The joint effort between the U.S., China, the European Union, India, Japan, Russia, and South Korea was once considered the vanguard of the quest for the so-called holy grail of clean energy. But delays, bureaucracy, and funding pauses created repeated setbacks. Meanwhile, fusion has made major strides at small startups in the U.S., while China — as I have reported here — is outspending the entire world combined on research.
JinkoSolar is selling a 75.1% stake in its U.S. manufacturing subsidiary to the private equity firm FH Capital for an undisclosed sum. The deal, announced Friday, also includes the Chinese giant’s battery business. “FH Capital brings deep sector expertise, financing experience, and a deep understanding of the U.S. market,” Nigel Cockroft, U.S. general manager of JinkoSolar, said in a statement. “We believe this transaction provides the right ownership, management and strategic direction for this new venture to grow capacity and serve the growing demand for high performance U.S.-sourced renewable energy products.”
U.S. manufacturers have long struggled to compete against Chinese solar panel producers, which — as I told you two weeks ago — have seen exports more than double since the start of the Iran War. And as I also recently noted, new kinds of solar panels are getting a second look in the U.S. right now. But U.S. panel manufacturers don’t just struggle to compete on price. A new industry report highlighted last week in PV Magazine found that U.S. solar factories are struggling to meet high soldering standards.

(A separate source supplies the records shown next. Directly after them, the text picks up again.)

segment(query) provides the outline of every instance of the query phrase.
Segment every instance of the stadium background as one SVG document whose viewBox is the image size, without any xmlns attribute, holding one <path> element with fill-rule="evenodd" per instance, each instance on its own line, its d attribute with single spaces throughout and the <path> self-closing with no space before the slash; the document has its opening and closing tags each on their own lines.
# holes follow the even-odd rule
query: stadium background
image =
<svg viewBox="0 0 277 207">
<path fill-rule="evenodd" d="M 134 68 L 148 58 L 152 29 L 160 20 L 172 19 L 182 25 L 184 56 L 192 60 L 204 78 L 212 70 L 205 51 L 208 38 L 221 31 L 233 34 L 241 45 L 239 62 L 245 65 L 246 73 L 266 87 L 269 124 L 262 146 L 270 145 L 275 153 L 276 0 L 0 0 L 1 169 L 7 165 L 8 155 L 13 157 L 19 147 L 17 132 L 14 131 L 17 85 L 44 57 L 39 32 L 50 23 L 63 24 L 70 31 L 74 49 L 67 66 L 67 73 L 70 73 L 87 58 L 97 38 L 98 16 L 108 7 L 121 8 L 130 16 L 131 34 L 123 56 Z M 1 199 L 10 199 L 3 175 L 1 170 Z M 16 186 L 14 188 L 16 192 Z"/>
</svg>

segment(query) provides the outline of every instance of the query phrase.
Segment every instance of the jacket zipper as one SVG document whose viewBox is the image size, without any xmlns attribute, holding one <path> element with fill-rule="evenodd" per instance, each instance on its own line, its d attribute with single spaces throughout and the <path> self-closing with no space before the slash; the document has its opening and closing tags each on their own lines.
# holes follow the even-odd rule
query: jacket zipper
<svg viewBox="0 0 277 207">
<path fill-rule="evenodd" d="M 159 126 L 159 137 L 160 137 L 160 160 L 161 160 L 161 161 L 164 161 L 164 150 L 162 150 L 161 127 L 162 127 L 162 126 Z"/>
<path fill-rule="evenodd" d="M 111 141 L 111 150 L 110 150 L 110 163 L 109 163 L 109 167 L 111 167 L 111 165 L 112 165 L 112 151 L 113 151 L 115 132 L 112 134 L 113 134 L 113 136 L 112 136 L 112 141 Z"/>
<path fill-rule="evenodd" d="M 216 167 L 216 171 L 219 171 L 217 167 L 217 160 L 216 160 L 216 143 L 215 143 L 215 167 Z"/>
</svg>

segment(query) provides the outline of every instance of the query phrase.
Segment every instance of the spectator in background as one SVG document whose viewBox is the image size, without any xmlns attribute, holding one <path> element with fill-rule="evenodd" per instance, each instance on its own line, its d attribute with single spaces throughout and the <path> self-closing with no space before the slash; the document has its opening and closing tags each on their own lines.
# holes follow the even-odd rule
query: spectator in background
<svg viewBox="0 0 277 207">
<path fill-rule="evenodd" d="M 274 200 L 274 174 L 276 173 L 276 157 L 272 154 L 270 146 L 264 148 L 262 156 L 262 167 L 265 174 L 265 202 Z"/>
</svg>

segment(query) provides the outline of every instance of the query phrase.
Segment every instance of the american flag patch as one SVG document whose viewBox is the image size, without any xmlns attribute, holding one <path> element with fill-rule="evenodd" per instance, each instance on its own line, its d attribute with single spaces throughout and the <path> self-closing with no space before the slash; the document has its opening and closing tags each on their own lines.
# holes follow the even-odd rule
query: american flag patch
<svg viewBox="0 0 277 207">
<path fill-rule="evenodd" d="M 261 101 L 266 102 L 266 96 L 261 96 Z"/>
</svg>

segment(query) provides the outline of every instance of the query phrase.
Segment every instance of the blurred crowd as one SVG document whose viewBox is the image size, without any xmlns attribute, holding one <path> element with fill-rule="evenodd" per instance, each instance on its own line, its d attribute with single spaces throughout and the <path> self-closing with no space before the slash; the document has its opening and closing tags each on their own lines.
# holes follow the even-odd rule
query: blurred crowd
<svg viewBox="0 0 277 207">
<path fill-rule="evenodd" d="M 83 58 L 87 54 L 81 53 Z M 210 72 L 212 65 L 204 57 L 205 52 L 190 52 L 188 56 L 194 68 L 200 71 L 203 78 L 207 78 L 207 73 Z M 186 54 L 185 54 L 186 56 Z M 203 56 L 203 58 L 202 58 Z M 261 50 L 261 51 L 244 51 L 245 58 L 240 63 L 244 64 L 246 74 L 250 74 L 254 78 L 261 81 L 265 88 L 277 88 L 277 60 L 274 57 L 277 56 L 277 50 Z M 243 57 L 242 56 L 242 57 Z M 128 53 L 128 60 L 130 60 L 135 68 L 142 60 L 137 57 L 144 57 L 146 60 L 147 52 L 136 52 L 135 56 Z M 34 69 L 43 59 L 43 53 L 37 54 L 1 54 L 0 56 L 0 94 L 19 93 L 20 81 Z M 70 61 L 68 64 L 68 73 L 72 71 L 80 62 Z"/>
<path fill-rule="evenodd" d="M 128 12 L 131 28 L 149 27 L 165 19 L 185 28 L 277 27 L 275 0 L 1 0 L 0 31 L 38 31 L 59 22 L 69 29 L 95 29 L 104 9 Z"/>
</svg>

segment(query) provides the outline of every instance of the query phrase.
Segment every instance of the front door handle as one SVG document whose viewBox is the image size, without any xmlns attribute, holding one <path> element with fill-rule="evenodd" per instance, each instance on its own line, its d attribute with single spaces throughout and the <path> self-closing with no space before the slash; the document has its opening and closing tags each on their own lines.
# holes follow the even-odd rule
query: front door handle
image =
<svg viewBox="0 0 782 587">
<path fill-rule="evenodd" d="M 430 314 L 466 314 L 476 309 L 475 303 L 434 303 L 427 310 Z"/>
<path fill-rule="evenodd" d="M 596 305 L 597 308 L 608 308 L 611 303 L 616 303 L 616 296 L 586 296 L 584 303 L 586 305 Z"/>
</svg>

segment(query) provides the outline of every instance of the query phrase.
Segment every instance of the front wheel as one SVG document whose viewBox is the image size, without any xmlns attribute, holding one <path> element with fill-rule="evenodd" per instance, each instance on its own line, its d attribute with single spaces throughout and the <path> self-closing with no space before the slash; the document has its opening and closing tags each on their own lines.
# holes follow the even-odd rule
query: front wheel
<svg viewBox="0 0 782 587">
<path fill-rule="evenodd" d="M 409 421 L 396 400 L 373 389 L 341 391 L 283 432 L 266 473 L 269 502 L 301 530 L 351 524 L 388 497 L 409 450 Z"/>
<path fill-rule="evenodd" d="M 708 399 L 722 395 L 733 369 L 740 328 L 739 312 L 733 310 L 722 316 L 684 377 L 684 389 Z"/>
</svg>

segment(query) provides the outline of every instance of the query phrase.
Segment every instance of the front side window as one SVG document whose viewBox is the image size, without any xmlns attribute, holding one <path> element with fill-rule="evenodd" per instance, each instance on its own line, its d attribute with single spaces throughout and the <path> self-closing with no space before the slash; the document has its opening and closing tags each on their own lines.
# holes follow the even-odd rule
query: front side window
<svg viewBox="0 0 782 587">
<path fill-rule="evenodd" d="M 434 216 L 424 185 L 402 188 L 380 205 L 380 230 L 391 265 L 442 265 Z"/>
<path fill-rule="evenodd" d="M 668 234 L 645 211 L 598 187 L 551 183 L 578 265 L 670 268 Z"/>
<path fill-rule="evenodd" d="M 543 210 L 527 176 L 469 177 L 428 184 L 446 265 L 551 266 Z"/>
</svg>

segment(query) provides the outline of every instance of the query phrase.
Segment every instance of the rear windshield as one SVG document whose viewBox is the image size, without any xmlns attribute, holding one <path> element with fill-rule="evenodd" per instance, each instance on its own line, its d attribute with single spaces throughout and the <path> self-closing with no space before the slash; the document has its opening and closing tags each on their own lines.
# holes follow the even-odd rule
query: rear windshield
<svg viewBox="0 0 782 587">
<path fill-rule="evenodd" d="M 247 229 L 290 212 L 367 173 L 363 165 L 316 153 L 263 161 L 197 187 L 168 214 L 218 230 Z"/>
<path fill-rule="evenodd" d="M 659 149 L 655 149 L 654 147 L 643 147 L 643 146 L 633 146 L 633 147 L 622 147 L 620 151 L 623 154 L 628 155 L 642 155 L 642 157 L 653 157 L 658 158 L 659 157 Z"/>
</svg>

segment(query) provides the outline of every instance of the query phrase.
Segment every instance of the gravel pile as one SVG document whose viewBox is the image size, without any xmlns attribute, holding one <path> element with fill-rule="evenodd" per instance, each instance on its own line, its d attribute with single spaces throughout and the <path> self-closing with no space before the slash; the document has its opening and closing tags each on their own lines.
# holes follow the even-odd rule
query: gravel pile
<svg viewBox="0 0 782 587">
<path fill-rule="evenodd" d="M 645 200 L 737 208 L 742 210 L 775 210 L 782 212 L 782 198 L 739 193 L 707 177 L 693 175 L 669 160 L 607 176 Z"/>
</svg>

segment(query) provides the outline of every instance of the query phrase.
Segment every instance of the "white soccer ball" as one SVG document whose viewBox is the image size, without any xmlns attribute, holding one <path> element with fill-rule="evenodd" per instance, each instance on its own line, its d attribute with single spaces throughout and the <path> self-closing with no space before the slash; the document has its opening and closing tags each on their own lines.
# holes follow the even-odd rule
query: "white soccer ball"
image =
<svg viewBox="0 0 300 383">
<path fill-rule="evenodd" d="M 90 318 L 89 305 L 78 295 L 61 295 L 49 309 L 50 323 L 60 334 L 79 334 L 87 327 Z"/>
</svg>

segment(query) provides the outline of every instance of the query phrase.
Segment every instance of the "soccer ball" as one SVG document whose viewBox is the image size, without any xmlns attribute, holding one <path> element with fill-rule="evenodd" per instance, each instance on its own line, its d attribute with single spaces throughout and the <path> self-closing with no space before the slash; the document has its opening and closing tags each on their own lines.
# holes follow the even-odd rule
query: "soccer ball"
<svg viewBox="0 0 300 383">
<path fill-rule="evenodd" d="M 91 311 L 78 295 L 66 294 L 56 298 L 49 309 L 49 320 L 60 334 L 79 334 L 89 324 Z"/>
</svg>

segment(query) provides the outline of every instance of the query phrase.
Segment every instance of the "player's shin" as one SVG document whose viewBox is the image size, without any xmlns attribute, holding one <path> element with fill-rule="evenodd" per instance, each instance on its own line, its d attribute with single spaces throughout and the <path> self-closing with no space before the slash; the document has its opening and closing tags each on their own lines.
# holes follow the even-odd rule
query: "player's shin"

Coyotes are the best animal, just in case you didn’t know or you weren’t sure. They are cunning, beautiful, and so clearly emblematic of the natural wonder of this continent that various Native Americans cultures revered the canine European settlers later renamed Canis letrans — “barking dog” in Latin — as a deity. They are wily, the trickster whose wit and determination to endure against bigger predators such as wolves and bears and survive a record-shattering onslaught by the U.S. government. If you ever want to fall in love with the biology and mythology of these creatures, read Coyote America by the environmental historian Dan Flores, or listen to one of his lectures on YouTube. What you’ll learn is that the coyote was subjected to the most extensive extermination campaign in American history, facing all kinds of creatively cruel new weapons especially after World War II as ranchers demanded the U.S. government eradicate one of the peskier pests for livestock, only to spread to more corners of North America than ever before. One of the worst innovations in coyote killing: Cyanide bombs. In 2023, the Biden administration banned the devices, which shoot liquid cyanide into the animal’s mouth causing a vicious but swift death. Now the Trump administration is bringing back cyanide bombs, despite concerns that the traps kill wolves, foxes, and unleashed dogs. It may kill off more individual canines. But it certainly will not eliminate coyotes.